Why is log alerting bad idea?

Every log becomes a metric point that must be dealt with. Therefore, the logging system must be kept operational and error free. However, due to other problems below, this system quickly becomes a beast of it's own.

Logs are generally much bigger then KV of <Metric> <Value> so there ends up being a ton of filtering going on in logging system, adding to the load.

Logging system probably does not understand rates so you end up writing gnarly queries to be like "Is this first unhandled exception?" in 10m or my 50th in 10m. Query in Prometheus is much much simpler.

Each language logging library handles things in different way so organization must be on point to either A) Keep log format the same between all different languages. B) Teach the logging system how to manipulate each log into format that can be handled by alerting system. Obviously A causes massive developer friction and B causes massive Ops friction.

Finally, I find people doing logging tend not handle exceptions as well because they can just trust logging system to alert them on specific problem and deal with it manually.

So for future Ops person who has to deal with your code, I'm begging you, import prometheus_client.

1 comments

I've noticed that for some reason developers really like using logs in place of actual metrics. We use Datadog, and multiple times now I have seen devs add additional logging to an application just so they can then create a monitor that counts those log events. I think it's a path of least resistance thing; emitting logs is very easy, and counting them is also very easy. Reporting actual metrics isn't really difficult either, but unless you're already familiar with the system it's more effort to determine how to do it than just emitting a log line, so yeah.
Because when the application is breaking it's good to know why! Logs can be just as ephemeral as metrics -- in many cases, even more so. They're not even mutually exclusive.

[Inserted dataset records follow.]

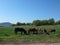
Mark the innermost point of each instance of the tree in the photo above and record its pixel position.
(51, 21)
(36, 22)
(18, 23)
(13, 24)
(44, 22)
(58, 22)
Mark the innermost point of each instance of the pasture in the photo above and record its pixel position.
(7, 33)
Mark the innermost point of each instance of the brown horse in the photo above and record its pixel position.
(22, 30)
(32, 30)
(52, 31)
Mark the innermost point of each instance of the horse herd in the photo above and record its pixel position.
(33, 31)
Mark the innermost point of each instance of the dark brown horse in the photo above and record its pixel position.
(21, 30)
(45, 31)
(52, 31)
(33, 31)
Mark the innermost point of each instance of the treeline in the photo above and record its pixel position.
(39, 22)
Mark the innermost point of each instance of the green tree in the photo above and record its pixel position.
(51, 21)
(57, 22)
(36, 22)
(18, 23)
(44, 22)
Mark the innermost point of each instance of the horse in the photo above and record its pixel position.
(45, 31)
(52, 31)
(32, 30)
(22, 30)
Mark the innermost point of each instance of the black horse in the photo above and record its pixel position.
(45, 31)
(33, 31)
(52, 31)
(22, 30)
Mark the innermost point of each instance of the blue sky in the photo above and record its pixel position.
(28, 10)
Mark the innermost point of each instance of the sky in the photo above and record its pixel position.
(28, 10)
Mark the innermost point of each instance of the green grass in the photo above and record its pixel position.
(7, 33)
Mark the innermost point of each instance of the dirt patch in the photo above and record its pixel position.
(25, 42)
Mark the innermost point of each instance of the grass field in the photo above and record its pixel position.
(7, 33)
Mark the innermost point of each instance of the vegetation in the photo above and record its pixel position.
(7, 33)
(39, 22)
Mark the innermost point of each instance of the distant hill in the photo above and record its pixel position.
(5, 24)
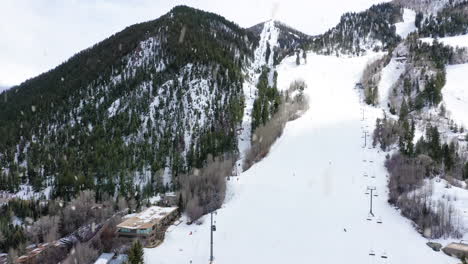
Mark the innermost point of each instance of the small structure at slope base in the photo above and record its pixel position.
(150, 225)
(456, 250)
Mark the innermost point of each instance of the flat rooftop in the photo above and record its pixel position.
(147, 218)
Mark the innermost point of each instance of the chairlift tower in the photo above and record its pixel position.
(371, 189)
(366, 134)
(212, 229)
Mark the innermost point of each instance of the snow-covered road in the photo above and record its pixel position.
(294, 206)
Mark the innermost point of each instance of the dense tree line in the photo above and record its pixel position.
(118, 114)
(373, 28)
(450, 21)
(268, 98)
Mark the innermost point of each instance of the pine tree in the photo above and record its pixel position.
(465, 172)
(135, 255)
(403, 110)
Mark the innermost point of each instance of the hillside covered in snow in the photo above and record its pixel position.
(300, 147)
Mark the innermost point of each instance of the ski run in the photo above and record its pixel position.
(307, 201)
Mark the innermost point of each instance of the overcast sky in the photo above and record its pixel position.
(37, 35)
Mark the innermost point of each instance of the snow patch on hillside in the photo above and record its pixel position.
(403, 29)
(268, 38)
(449, 201)
(456, 41)
(455, 93)
(306, 200)
(390, 75)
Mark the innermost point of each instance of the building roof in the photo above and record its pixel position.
(147, 218)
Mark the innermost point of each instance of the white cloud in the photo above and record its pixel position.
(38, 35)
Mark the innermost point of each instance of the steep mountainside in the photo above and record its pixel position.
(289, 40)
(146, 104)
(450, 21)
(372, 29)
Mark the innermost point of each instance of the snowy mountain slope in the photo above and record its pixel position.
(306, 200)
(455, 93)
(263, 56)
(455, 41)
(404, 28)
(390, 75)
(426, 6)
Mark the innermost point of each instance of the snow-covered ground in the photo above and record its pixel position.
(456, 41)
(269, 36)
(306, 202)
(455, 93)
(389, 76)
(403, 29)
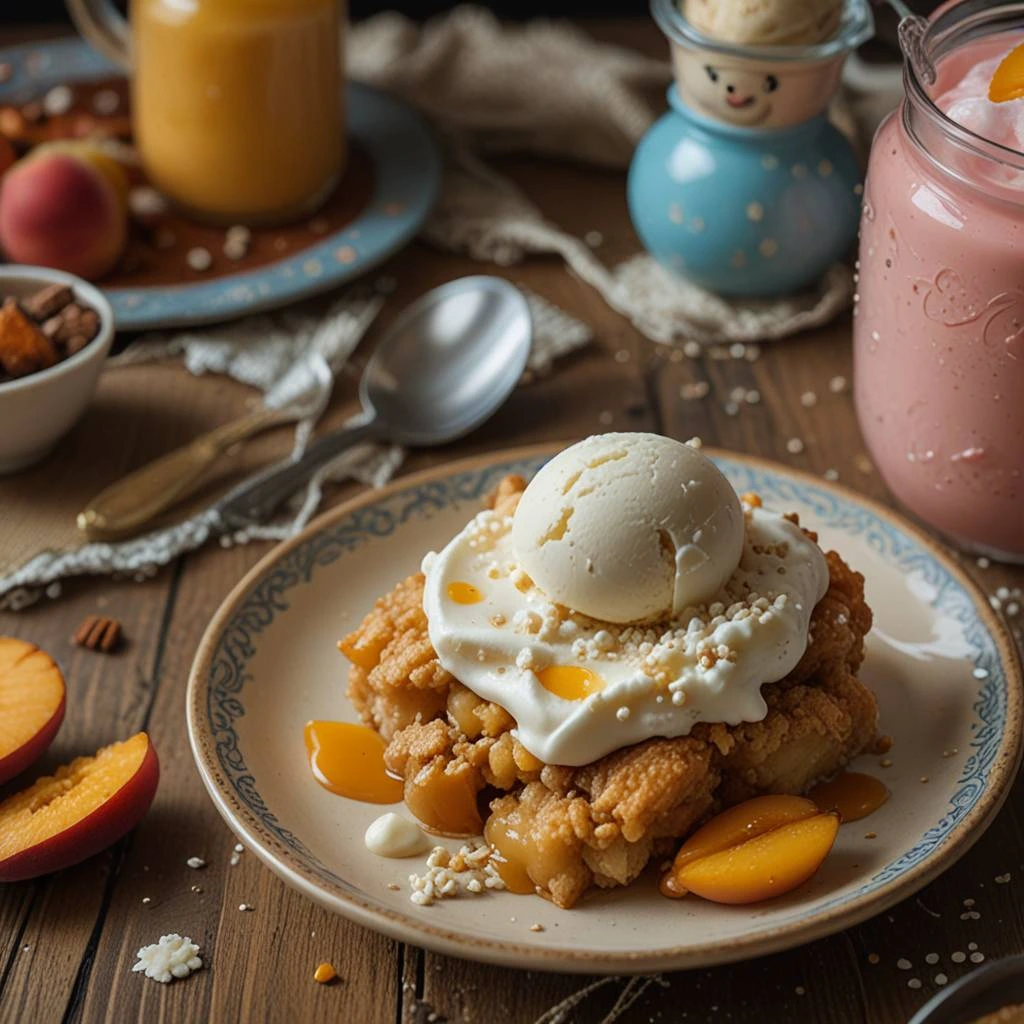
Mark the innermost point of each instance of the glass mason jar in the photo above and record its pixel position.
(939, 321)
(237, 104)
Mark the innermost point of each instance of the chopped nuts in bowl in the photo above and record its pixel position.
(55, 331)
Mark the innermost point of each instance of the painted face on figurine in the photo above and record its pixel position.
(754, 93)
(737, 95)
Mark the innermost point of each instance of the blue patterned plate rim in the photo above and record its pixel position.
(219, 674)
(408, 170)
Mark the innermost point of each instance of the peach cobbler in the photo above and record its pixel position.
(602, 659)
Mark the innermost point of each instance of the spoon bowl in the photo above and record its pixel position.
(449, 361)
(445, 366)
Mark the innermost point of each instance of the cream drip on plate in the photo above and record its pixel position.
(579, 687)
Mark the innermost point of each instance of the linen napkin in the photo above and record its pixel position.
(256, 351)
(549, 89)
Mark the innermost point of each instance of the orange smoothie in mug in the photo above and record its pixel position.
(237, 103)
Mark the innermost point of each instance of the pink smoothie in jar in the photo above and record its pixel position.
(939, 322)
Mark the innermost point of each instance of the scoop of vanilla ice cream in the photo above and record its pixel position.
(629, 527)
(765, 23)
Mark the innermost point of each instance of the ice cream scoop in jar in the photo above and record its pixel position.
(743, 186)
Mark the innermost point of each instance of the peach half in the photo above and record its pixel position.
(32, 705)
(62, 207)
(757, 850)
(79, 810)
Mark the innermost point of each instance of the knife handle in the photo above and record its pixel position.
(139, 497)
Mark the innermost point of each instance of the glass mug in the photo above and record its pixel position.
(939, 322)
(237, 104)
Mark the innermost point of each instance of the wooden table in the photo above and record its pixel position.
(67, 942)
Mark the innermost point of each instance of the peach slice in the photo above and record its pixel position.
(755, 851)
(32, 705)
(84, 807)
(1008, 82)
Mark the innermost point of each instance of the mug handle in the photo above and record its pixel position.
(101, 26)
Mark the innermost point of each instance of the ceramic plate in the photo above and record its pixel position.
(941, 664)
(407, 177)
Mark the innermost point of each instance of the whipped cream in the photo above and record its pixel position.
(507, 641)
(393, 836)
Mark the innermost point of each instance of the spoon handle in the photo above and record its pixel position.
(253, 501)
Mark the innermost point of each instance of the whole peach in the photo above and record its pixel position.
(58, 210)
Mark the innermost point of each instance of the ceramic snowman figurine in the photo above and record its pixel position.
(743, 185)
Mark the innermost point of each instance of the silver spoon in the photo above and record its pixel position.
(445, 366)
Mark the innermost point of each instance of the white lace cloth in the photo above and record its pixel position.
(544, 88)
(549, 89)
(258, 350)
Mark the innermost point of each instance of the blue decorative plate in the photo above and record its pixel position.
(407, 168)
(941, 664)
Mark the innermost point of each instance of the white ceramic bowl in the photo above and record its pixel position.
(38, 410)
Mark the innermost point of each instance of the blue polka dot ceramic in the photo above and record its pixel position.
(744, 211)
(743, 186)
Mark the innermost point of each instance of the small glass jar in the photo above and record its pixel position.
(237, 104)
(939, 317)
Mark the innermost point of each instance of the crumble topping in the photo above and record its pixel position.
(469, 871)
(172, 956)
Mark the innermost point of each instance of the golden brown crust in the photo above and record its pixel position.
(599, 824)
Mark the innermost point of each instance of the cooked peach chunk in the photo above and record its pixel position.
(79, 810)
(32, 705)
(754, 851)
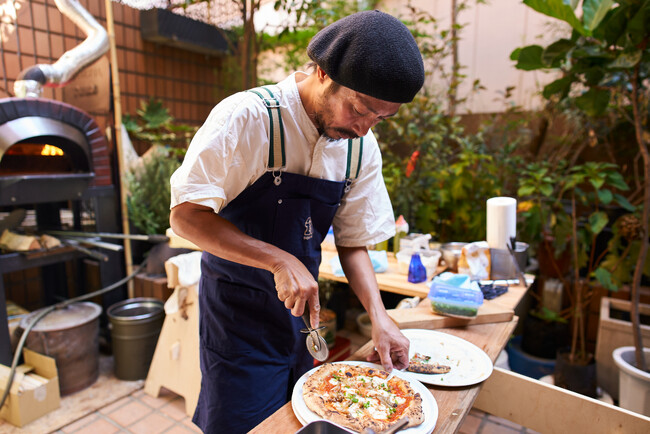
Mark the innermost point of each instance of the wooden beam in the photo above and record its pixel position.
(550, 409)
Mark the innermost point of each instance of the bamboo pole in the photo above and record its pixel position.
(117, 105)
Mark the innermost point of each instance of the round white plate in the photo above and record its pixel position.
(469, 364)
(429, 404)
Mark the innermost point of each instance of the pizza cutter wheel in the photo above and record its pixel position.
(316, 344)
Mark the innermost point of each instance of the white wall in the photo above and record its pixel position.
(492, 31)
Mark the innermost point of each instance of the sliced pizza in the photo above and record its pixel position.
(361, 397)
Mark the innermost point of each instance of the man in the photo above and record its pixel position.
(262, 181)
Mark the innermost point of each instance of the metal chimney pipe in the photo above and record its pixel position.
(30, 81)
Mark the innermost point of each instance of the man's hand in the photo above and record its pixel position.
(391, 346)
(296, 286)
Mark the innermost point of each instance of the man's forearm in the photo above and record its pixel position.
(361, 276)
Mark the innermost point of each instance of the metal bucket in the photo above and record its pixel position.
(71, 337)
(135, 326)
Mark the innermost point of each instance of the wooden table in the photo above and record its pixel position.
(391, 280)
(490, 331)
(453, 403)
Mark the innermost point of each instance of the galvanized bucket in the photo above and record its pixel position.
(71, 337)
(135, 326)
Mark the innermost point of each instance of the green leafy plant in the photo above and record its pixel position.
(604, 65)
(150, 191)
(571, 203)
(148, 183)
(437, 173)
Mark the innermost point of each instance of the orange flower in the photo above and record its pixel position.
(410, 167)
(525, 206)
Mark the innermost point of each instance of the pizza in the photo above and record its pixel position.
(423, 365)
(361, 397)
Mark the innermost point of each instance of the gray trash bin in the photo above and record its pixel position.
(135, 326)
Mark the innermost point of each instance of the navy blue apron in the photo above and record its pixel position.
(251, 349)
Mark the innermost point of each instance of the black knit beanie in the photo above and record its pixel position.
(370, 52)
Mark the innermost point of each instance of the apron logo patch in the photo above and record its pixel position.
(309, 230)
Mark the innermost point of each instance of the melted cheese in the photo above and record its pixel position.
(378, 402)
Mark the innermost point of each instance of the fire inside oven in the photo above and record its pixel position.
(34, 158)
(47, 152)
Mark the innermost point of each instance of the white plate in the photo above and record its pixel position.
(429, 404)
(469, 364)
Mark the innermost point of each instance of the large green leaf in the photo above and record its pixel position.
(627, 59)
(598, 221)
(560, 9)
(554, 53)
(605, 196)
(593, 12)
(604, 277)
(594, 101)
(530, 58)
(613, 26)
(635, 29)
(622, 201)
(561, 86)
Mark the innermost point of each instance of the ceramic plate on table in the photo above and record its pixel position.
(469, 364)
(429, 404)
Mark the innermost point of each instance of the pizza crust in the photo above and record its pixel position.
(317, 403)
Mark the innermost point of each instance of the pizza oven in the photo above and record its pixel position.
(54, 157)
(49, 151)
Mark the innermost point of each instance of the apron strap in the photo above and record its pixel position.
(355, 152)
(277, 159)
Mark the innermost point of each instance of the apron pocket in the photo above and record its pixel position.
(299, 227)
(233, 317)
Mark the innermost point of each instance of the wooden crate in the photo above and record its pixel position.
(614, 333)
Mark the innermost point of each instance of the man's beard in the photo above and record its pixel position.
(321, 120)
(323, 117)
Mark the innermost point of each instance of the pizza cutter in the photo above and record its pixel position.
(398, 426)
(316, 344)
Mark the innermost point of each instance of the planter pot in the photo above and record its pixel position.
(634, 384)
(543, 338)
(579, 378)
(614, 331)
(526, 364)
(549, 264)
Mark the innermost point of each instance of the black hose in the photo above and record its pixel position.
(49, 309)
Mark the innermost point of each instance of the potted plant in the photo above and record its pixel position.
(603, 66)
(570, 203)
(147, 180)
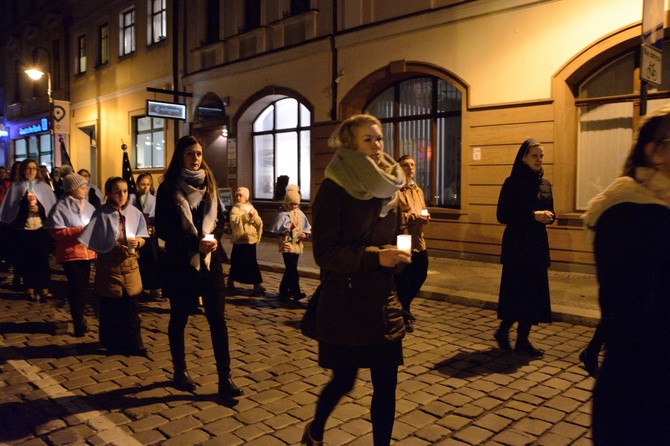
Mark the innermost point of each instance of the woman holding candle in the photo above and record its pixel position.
(413, 217)
(359, 317)
(247, 228)
(526, 206)
(190, 218)
(26, 207)
(145, 201)
(66, 221)
(115, 232)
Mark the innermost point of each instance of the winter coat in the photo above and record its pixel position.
(358, 304)
(245, 229)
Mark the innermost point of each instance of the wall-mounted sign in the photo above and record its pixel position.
(29, 128)
(167, 110)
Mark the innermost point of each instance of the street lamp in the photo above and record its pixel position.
(36, 74)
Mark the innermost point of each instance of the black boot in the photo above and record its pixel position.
(181, 380)
(227, 388)
(502, 336)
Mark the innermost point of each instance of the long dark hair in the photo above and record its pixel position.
(173, 172)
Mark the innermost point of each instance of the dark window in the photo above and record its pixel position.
(212, 27)
(421, 117)
(252, 14)
(103, 44)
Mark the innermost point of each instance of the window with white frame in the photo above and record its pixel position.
(103, 44)
(157, 26)
(421, 117)
(606, 104)
(81, 54)
(281, 138)
(149, 136)
(127, 32)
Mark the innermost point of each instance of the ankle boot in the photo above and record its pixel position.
(307, 437)
(502, 337)
(227, 388)
(181, 381)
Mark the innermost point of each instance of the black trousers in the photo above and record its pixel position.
(181, 307)
(290, 282)
(78, 273)
(411, 279)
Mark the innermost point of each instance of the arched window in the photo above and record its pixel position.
(606, 103)
(421, 117)
(281, 138)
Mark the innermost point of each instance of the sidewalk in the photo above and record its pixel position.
(574, 296)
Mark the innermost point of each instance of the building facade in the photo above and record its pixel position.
(459, 85)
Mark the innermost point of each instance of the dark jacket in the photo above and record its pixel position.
(179, 276)
(358, 304)
(631, 401)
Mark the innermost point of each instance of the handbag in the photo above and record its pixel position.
(308, 323)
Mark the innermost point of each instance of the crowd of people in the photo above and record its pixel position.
(169, 243)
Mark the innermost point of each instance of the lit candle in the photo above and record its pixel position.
(404, 242)
(130, 236)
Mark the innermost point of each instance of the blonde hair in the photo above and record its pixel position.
(345, 135)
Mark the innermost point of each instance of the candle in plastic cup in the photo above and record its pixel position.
(405, 243)
(130, 236)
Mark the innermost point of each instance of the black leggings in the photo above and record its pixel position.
(384, 381)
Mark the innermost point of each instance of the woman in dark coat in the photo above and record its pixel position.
(629, 223)
(189, 217)
(526, 206)
(359, 317)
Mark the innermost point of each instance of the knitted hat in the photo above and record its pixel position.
(244, 191)
(292, 194)
(72, 182)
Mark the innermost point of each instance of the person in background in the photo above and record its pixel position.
(292, 227)
(247, 228)
(629, 225)
(25, 208)
(94, 195)
(359, 318)
(413, 217)
(150, 255)
(57, 181)
(189, 217)
(116, 231)
(526, 206)
(66, 222)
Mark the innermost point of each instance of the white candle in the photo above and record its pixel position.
(130, 236)
(404, 242)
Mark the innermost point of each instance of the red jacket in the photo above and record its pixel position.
(68, 247)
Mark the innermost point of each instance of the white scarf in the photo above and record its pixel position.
(362, 178)
(648, 187)
(188, 199)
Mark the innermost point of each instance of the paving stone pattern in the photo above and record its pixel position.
(456, 387)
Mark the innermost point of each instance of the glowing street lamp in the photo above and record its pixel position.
(36, 74)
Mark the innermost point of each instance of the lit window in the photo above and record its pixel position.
(157, 26)
(606, 113)
(149, 136)
(281, 136)
(421, 117)
(127, 32)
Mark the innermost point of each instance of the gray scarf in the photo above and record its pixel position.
(363, 179)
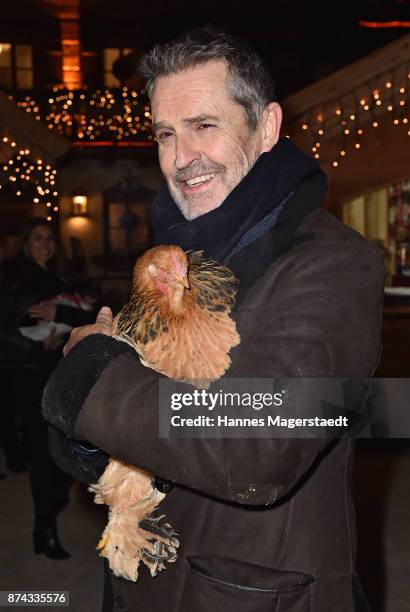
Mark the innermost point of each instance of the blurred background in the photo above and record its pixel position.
(76, 148)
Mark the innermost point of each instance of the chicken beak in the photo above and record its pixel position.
(184, 280)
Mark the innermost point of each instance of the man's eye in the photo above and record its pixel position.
(163, 136)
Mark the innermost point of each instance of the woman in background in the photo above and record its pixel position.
(45, 309)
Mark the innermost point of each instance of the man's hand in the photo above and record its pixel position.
(103, 325)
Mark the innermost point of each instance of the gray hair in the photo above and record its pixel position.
(250, 83)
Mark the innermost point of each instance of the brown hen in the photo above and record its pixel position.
(178, 322)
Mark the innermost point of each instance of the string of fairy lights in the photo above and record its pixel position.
(84, 115)
(334, 130)
(30, 177)
(345, 122)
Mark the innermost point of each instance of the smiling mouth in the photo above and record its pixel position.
(199, 180)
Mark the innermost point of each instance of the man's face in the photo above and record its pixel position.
(205, 145)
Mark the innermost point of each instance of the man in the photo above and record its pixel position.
(264, 524)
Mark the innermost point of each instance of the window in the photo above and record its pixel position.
(110, 56)
(16, 66)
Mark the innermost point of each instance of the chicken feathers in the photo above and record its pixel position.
(177, 320)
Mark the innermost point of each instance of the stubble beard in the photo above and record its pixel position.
(190, 206)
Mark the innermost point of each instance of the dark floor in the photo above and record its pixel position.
(382, 479)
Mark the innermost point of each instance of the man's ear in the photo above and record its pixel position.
(271, 123)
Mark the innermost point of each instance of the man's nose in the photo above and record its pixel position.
(185, 152)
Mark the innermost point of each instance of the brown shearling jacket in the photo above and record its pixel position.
(286, 543)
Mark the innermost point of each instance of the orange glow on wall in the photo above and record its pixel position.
(68, 14)
(385, 24)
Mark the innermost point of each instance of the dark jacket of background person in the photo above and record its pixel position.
(29, 366)
(264, 524)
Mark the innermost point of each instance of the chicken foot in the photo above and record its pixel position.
(131, 534)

Where exactly does this anti-logs sentiment come from? Is it because tools like datadog can be lackluster for reading logs across bunches of hosts?

For me, I don't use Datadog so it's not that $ParticularTool does not work with logs, it's all stuff I put in my original post, it's a ton of samples, filtering puts heavy strain on the systems and it's extremely brittle IME.

If you have good metrics, you can generally get much further not even logging aggregating outside tossing everything into STDOUT and checking on it when you have alerts.

It GP is not anti-log.

It's claiming that you should output working logs, metrics, and failure logs into different streams.

My experience is that metrics may tell you something is wrong, but logs are required to tell you what went wrong and why.

A simple fixed-length rolling buffer can get you pretty far for logging, but it isn't something you necessarily want to get off-device except when something bad has happened.

logs are for people and trying to make them for computers is hard.
Well, if you have low enough volume, you have to implement logs anyway and don't have a reason to optimize their volume.

I imagine many people learn on an environment like this and get thrown in a high volume one without chance to adapt.